Sound of footsteps again, the not-the-front-door door opened and out popped Helen. She gathered her things and on her way out threw a collective "Good luck ladies!" over her shoulder, which given that there was only one female part smacked of passive aggression and hypocrisy.
I let it slide.
Now it was my turn. What a dilemma! Did I go in right away or wait for a sign? What if they were waiting for me behind that door?
Suddenly Mr M. bounded out, grabbed the casting list from his assistant and gazed wildly around the room.
Mr. M: Now, who is Isabelle?
Me (getting up with enthusiasm): It's me!
Mr. M: Hmmm, ha. Who do we have next?
Casting Assistant: Isabelle.
Mr M: Hmmm, ha. Hmmm.
This isn't one little bit awkward. I'm an actor, I can use this in my performance. This is a gift!!!
Mr. M: (Finally. To me.) It's up the stairs.
I went through the door and discovered the narrowest and steepest little stairwell in London. I smiled to myself at the thought of Madam Real Estate in her patent leather stilettos. Karma!
At the top of the stairs, I was greeted by a mob of about 10 people. Seriously, I had a bigger audience than some of the shows at the Edinburgh Fringe.
Me to them: Hi! I'm Isabelle.
Mr M. suddenly appearing behind me: take a seat.
I took the proffered seat.
Mr. M: state your name and go straight into the monologue. And remember, straight down the lens.
And we were off.
Mr. M: and cut.
One from the mob: that was good. Now I'd like you to do it again, talking straight down the lens Isabelle!!! please and in the bit where you talk about your daughter, make it feel like it's hard for you to say.
Me: ok! Sorry about the lens thing!
Mob: Not a problem!!
And we were off again. Now the beauty of preparation is that if you trust that it's there and you leave it alone, it'll rise to the surface all by itself.
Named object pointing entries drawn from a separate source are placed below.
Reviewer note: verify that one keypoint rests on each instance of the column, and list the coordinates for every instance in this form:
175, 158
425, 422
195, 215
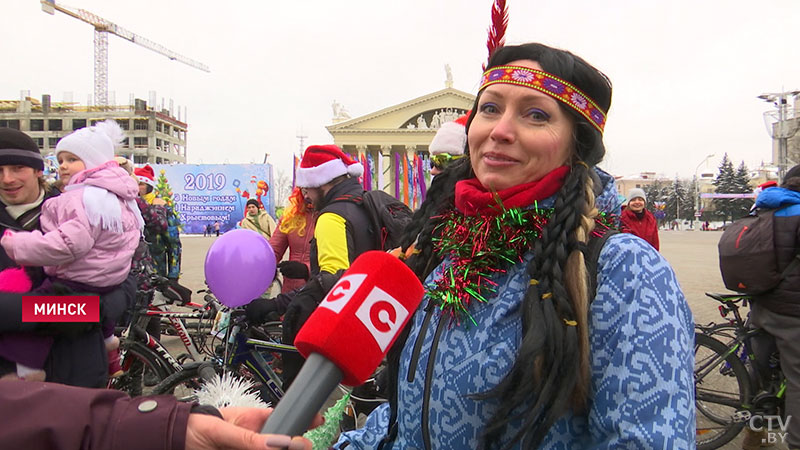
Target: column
367, 177
386, 170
That's the theory. In practice it's quite hard because you have to let yourself be, you have to leave yourself alone and trust that the work you've done will find its way into the performance so that you're not acting you are reacting...
I got to the bit about the daughter and a wave of sadness and fear rose in me and I surfed all the way down its spine and the room went so quite and no one moved till the end.
One from the mob: and cut! That was great. Thank you so much.
Mr. M: thanks, very good.
I got up, thanked them all, wished them a good afternoon and negotiated my way back down the stairs and back into the waiting room.
Me (to casting assistant): That's me done. Thank you. See you later.
And I walked back out into the sunshine and throng of tourists. Back into the real world, albeit one full of men wearing kilts.